10th Mountain Division rail operations
A Soldier from 2nd Battalion, 15th Field Artillery Regiment, ground guides an armored Humvee across the last set of spanners to the loading dock Thursday. The train was the first of three to move 784 pieces of equipment between Fort Polk, La., and Fort Drum.

FORT POLK, LA. -- The 2nd Brigade Combat Team, 10th Mountain Division (LI), began rail operations Thursday to recover vehicles shipped from Fort Polk, La. The operation, which continued over the Easter holiday weekend, was part of a nationwide transportation chain.

Chief Warrant Officer 2 Rick Legg, unit movement officer for 2nd BCT, said it was necessary for Soldiers to work on the holiday to download vehicles.

"It's a priority," Legg said. "The first two trains have to be downloaded pretty quick.
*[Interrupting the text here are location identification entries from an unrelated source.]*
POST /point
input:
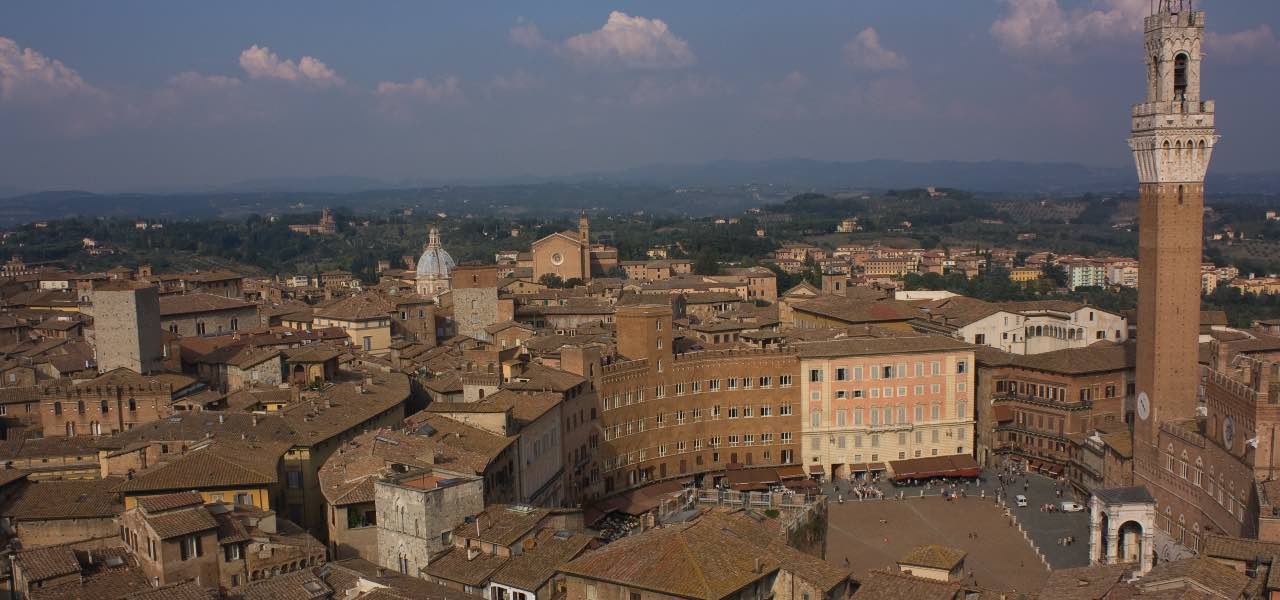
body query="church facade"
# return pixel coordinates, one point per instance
(433, 269)
(570, 255)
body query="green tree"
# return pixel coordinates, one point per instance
(1055, 274)
(707, 262)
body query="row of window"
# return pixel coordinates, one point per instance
(636, 395)
(104, 407)
(1194, 475)
(886, 371)
(1052, 393)
(624, 459)
(201, 329)
(877, 416)
(695, 415)
(840, 442)
(900, 392)
(714, 442)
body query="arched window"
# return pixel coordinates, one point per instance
(1180, 77)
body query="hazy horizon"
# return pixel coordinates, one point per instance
(146, 96)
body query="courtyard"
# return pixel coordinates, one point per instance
(874, 534)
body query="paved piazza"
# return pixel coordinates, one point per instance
(999, 558)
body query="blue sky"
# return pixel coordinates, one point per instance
(137, 95)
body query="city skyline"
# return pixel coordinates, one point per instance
(193, 95)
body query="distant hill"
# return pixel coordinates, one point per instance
(712, 188)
They have to get the rail cars to the Port of Charleston for a larger OCONUS (outside the continental United States) operation down there."

The first of three trains, which carried 266 pieces of equipment, was expected to be downloaded in about four hours, according to the officer in charge of the operation, Capt. William King of 2nd Battalion, 15th Field Artillery Regiment.
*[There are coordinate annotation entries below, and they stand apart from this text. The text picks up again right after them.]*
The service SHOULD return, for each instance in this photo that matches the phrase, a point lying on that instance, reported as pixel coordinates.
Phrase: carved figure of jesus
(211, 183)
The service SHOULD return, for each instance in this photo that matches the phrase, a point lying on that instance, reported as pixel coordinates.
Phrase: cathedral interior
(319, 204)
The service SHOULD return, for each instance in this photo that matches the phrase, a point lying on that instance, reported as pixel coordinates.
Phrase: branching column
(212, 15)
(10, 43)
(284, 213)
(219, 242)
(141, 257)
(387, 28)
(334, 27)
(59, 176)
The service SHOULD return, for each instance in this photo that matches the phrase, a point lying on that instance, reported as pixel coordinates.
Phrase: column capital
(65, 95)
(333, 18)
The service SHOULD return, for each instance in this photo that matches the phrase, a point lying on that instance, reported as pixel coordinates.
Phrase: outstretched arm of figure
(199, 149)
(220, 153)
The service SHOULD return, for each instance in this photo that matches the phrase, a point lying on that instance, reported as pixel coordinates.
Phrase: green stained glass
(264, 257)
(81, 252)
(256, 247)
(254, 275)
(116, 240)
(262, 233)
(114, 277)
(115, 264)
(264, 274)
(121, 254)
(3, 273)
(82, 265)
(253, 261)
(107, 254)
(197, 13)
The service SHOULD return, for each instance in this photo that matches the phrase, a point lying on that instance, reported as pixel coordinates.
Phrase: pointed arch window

King said the plan for the operation has three parts: the contractors who break the chains; Soldiers in his detail, who do all the ground guiding of vehicles off the train; and the drivers and truck commanders from the units who move the vehicles to the various motor pools.

Peter Bailey, one of the contractors "breaking chains," a term used to mean disconnecting the chains that secure the vehicles to the train, said he worked for Taylor's Transfer and was contracted by CSX Corp. to place the spanners as well. Spanners are portable steel bridges used to connect each flat car allowing the cargo to drive from one to another.

King said that getting the drivers and truck commanders back from the motor pools would definitely be what limits the operation.

However, "our goal, every time, is to do this safely," King said.

Bill Bellis, 2nd BCT safety officer, was present during the entire operation.

"We keep the flow of vehicles coming off the train and ensure it's done safely," he said, referring to himself and civilian employees from the Directorate of Logistics Transportation Division on their function during the operation. He later gave his own helmet and reflective belt to the 2nd BCT historian, allowing him to move closer to the train and document the event.

"It's important that we recover our vehicles quickly and safely," said Sgt. 1st Class Robert Munger, a platoon sergeant from B Troop, 1st Squadron, 89th Cavalry Regiment. "That's why I'm out here; to keep things moving but keep it safe as well. They said the trains have to get to Charlestown for another pick-up. I get that. We'll make it, but safety (comes) first."

Trains two and three would carry 263 and 255 pieces of equipment, respectively, according to Legg. A piece of equipment for this operation was defined as a vehicle or trailer.

In total, 784 pieces of equipment were downloaded over three days.